Mon ancien adjoint au maire Manuel Valls a repris au PS le rôle de "blairiste" jadis tenu par Jean-Marie Bockel. Après que Ségolène Royal ait reconnu ne pas croire à ses propres engagements sur les 35 heures, le voici qui en prend de surréalistes. Mais l'embarras des leaders du PS montre que Manuel Valls a sans doute mis les pieds… dans un bon plat.

1) Les "35 heures" sont-elles la règle en France ? Oui, contrairement à ce que dit M. Valls qui croit que certaines PME n'y sont pas et qu'aucun socialiste n'accepterait de les y faire passer ...!

2) Les Français travaillent-ils moins que les autres ? Oui, la durée réelle annuelle du travail en France est inférieure de 10% environ à la moyenne de celles des pays riches (OCDE), soit l'équivalent du passage des 39 aux 35 heures. Si on regarde la durée de travail hebdomadaire des seuls salariés temps plein, la France est l'un des pays où elle est la plus basse avec 39,3 h en 2009 - mais Belgique, Pays-Bas, Irlande et pays Scandinaves sont légèrement en-dessous.

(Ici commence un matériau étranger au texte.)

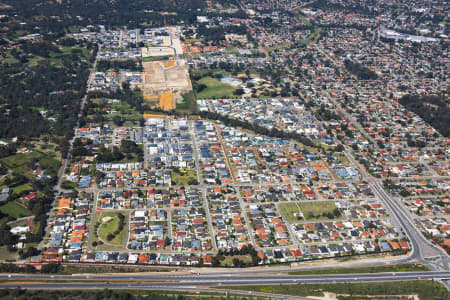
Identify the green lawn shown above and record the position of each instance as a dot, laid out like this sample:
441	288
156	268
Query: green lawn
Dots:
377	269
288	210
189	103
6	255
21	188
426	289
15	210
319	210
228	261
187	178
105	228
22	163
157	58
215	89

3) Les "35 heures" sont-elles un "verrou" pour les entreprises ? Non, au contraire, et ce chiffre de 39,3 h le montre : le paquet fiscal de Nicolas Sarkozy en 2007 rend les heures supplémentaires moins chères globalement que les heures normales ! aux frais de l'Etat ! Les entreprises sont subventionnées à la fois pour la réduction du temps de travail et pour son extension. Cela incite les entreprises à ruser avec le fisc et à éviter des embauches. Le délire de gauche a été complété par un délire de droite.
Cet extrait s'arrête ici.